Because it is not me.
I’m very much like my mother’s old friend Patsy, stylistically. My mother would come over and ask me why I had done certain things or chosen certain things and then she would say, “I never would have chosen that hideous color.” You see, things like that are negative introjects to a person. It causes them to doubt everything?
You can think of negative introjects as if the heart of a person is like a tiny pincushion inside. Each one of those negative statements is like a pin going in.
One of the happiest summers I ever had was in Patsy’s house, here. I adored her. In the next post I’ll show you that style, because, I am going to arrange my life in that style from now on. I have got to get away from this darkness, and I am going to.
Most of my family’s antiques are dark like these photographs. Very dark ebony or mahogany?
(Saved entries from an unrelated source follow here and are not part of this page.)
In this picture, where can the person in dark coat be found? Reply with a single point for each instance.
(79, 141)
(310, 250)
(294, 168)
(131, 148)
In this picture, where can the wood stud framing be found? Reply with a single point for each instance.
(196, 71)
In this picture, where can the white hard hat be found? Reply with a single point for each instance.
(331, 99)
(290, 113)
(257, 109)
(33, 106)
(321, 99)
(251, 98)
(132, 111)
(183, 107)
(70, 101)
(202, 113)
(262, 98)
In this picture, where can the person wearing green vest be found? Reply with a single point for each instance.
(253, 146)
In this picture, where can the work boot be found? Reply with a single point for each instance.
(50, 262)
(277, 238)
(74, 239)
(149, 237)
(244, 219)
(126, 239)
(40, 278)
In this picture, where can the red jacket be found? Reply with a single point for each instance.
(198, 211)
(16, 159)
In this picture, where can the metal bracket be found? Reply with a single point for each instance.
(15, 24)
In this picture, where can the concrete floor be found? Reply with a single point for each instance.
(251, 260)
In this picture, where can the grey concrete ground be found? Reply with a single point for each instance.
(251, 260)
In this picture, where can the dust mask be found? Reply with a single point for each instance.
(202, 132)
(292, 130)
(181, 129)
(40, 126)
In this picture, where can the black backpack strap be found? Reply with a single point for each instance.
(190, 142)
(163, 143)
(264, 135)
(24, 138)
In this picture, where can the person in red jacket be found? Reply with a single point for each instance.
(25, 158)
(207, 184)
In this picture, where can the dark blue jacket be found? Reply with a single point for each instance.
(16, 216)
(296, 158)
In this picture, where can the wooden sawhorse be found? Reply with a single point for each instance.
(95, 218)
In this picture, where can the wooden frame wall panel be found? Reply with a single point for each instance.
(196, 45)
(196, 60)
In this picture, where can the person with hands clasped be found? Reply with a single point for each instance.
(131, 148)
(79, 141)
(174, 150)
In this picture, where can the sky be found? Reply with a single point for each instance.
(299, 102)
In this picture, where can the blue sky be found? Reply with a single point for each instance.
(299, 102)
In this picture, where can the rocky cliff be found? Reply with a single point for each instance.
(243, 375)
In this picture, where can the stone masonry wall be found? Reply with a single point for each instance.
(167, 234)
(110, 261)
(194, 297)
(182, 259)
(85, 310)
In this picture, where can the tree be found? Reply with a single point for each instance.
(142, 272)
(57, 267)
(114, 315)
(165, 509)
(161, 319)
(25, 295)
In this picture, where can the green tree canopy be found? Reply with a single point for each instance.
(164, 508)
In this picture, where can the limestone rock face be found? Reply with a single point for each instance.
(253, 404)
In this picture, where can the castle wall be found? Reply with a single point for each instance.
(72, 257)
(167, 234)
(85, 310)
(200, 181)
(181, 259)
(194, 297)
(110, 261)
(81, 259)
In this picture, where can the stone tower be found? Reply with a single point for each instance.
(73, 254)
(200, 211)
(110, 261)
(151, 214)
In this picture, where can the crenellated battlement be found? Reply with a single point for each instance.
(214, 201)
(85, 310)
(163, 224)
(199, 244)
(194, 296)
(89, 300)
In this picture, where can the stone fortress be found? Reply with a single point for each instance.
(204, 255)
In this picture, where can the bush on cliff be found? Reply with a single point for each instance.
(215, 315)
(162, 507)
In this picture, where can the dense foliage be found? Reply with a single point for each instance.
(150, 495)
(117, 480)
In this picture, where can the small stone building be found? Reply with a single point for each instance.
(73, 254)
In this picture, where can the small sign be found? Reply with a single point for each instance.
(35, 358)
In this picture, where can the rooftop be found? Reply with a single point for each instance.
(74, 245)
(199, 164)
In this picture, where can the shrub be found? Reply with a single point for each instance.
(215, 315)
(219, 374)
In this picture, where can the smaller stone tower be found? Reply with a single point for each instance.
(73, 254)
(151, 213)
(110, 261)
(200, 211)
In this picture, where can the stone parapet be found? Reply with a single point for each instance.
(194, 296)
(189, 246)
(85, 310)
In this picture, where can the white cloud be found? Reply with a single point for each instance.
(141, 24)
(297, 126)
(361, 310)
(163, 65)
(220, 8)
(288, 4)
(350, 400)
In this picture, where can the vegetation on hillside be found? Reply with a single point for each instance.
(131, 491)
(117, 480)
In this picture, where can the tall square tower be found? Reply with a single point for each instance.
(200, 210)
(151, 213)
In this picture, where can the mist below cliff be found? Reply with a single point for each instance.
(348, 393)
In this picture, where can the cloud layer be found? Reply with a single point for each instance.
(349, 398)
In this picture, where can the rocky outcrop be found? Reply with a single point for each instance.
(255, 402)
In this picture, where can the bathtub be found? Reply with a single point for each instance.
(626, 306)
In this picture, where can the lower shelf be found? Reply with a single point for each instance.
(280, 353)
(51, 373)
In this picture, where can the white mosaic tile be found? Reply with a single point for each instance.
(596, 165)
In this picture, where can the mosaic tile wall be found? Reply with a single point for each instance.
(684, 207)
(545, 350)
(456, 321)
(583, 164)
I like light things. Yesterday I went out for lunch and stopped in this little shop I love and bought myself a birthday present. It’s this! Only, it has been washed in a creamish paint? It isn’t an antique, but I loved it because it really represents who I am on many levels…
I also went out for lunch, and walked around the little town I like to the south of here that has little shops I love and things I like to look at.
So — I’m laughing because I have this mascot in my car, now.
I thought of doing something amusing like posing it all over the place and just making photographs of her — it was sort of done already in that film Amelie, but…
The whole idea of that is very amusing to me because of my friend Joseph and his very whimsical paintings and it would give me something to do.
Also, looking at those paintings reminds me of how much I love to work in watercolor, too. I use it in abstract paintings — kind of colorfield paintings and I just want to make some. In fact, I want a place to do all these things?
Because here, I cannot.
In all of the rooms in this house there is not even one corner for me. This computer is that corner. My window out, I expect.
When that book sells, I shall have the best parties in the world and everyone can come and stay.
J’s friends love classical music, and it was through one of them I was introduced to this:
Astor. Oh! Well, it goes with the darkness in these photographs for me.
Astor, like that…
Listening to this is like all of the last decade.
I’m going to get out of that decade now.
I shall show you who I really am, in pictures…
(and maybe because of J’s soul in those paintings, I am inspired to do one as well, damn.)
In the meantime I shall photograph my little mascot with this little camera I have. I never exactly figured out how to really work the thing — too complicated. It runs on batteries and it holds like 9 shots at a time, which is dumb. I used to have a Leica and a proper darkroom — but those have gone the way of all things…
The first thing I’m going to buy is a decent movie camera.
Because, as I am looking at things these days I see footage unfolding that I want to catch.